The executive board of the CDM oversees the work of the CDM, which is provided for under the 1997 Kyoto Protocol that, among other things, prescribes greenhouse gas emission reduction targets for developed countries dubbed Annex 1 Parties. Specifically, the CDM facilitates the development of projects that address the sustainability needs of developing countries, such as the Wigton Wind Farm in Jamaica, while at the same time affording developed countries the opportunity to offset their greenhouse gas emissions.
Projects that reduce the emission of greenhouse gases, such as carbon dioxide or methane, can earn the investor, whether government or industry, credits if approved by the CDM board. The proceeds from the project activities are used to cover administrative expenses while two per cent of the credits go toward the Adaptation Fund.
Another Jamaican who will serve in the bureau is Jeffrey Spooner, also a meteorologist and one of the island`s senior negotiators. Spooner will again represent the Group of Latin America and Caribbean Countries (GRULAC) on the Adaptation Fund Board. That board oversees the operations of the Adaptation Fund which developing countries, such as those of the Caribbean, could soon be able to benefit from.
The Adaptation Fund will allow developing countries to apply for monies to finance projects geared specifically at ensuring that they are able to deal with the effects of a changing climate.

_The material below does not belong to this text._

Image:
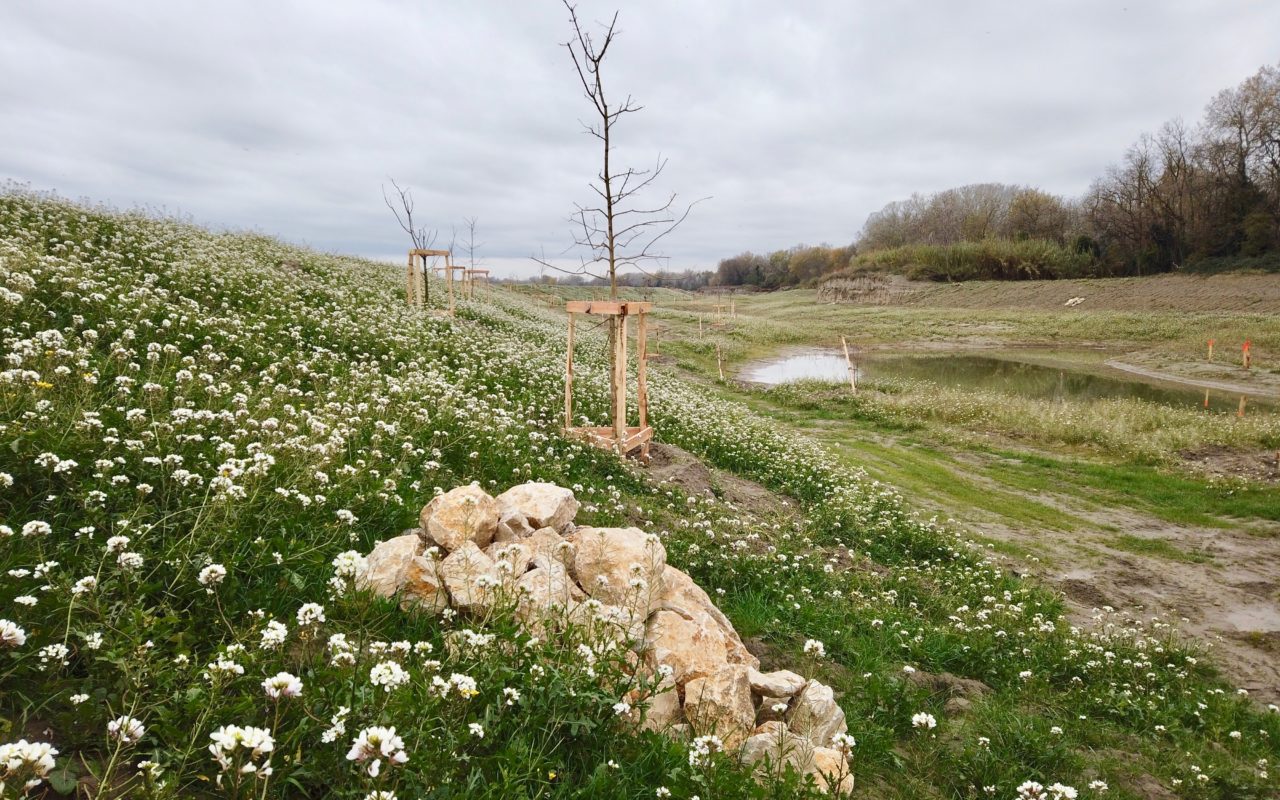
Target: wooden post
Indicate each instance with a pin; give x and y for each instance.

Such effects include rising sea levels and the associated threat to coastal lives and livelihoods; increasing global temperatures and the associated increase in extreme weather events such as hurricanes and droughts; as well as the increase in the incidence of diseases, such as dengue and malaria.

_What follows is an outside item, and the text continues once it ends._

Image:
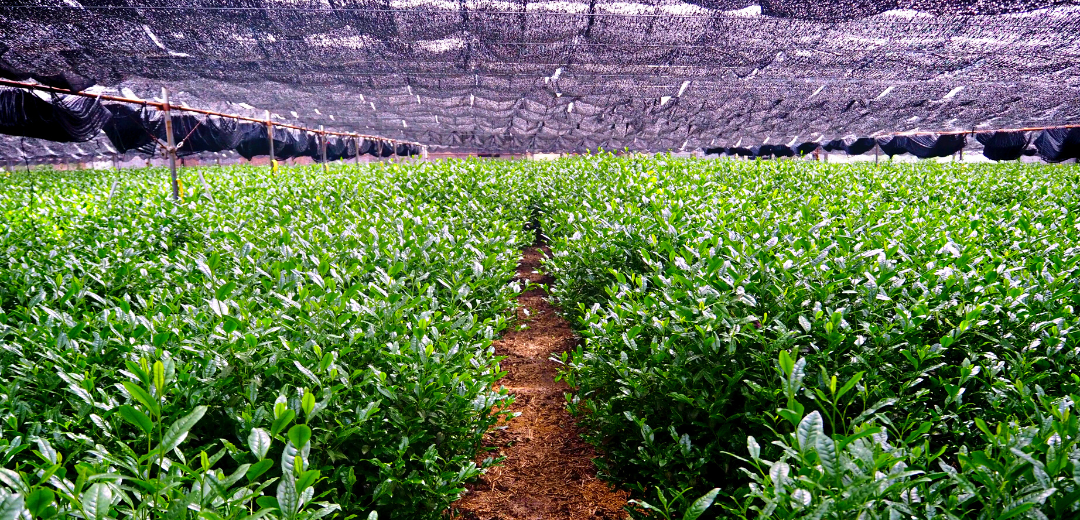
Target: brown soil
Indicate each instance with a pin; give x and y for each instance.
(548, 472)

Other Caribbean nationals to serve over the next year include:
1) John Ashe, of Antigua and Barbuda, who will chair the Adhoc Working Group under the Kyoto Protocol for GRULAC;
2) Rulleta Comacho, of Antigua and Barbuda, who will serve the Consultative Group of Experts on National Communications for GRULAC;
3) John Ashe, of Antigua and Barbuda, who will serve as chair of the Adhoc Working Group under the Kyoto Protocol for GRULAC;
4) Phillip Weech, of the Bahamas, who will serve as a vice-president of the COP for GRULAC;
5) Arthur Rolle, of the Bahamas, who will serve on the Expert Group on Technology Transfer for GRULAC; Derrick Oderson, of Barbados, who will serve on the Joint Implementation Supervisory Committee for the Alliance of Small Island States;
6) Carlos Fuller, of Belize, who will serve the Joint Implementation Supervisory Committee for GRULAC;
7) Hugh Sealy, of Barbados, who will serve as a member of the CDM;
8) Janine Coye-Felson, of Belize, who will serve the Compliance Committee -Facilitative Branch; and
9) Luis Carlos Castro, of Cuba, who will serve as alternate member on the Adaptation Fund Board for GRULAC.
10) In addition, Jocelyn Paul, of Grenada, will serve the Consultative Group of Experts on National Communications, while June Hughes, of St Kitts and Nevis, will serve as alternate member on the CDM board for GRULAC.
The Caribbean has been identified as one of the area`s most vulnerable to climate change.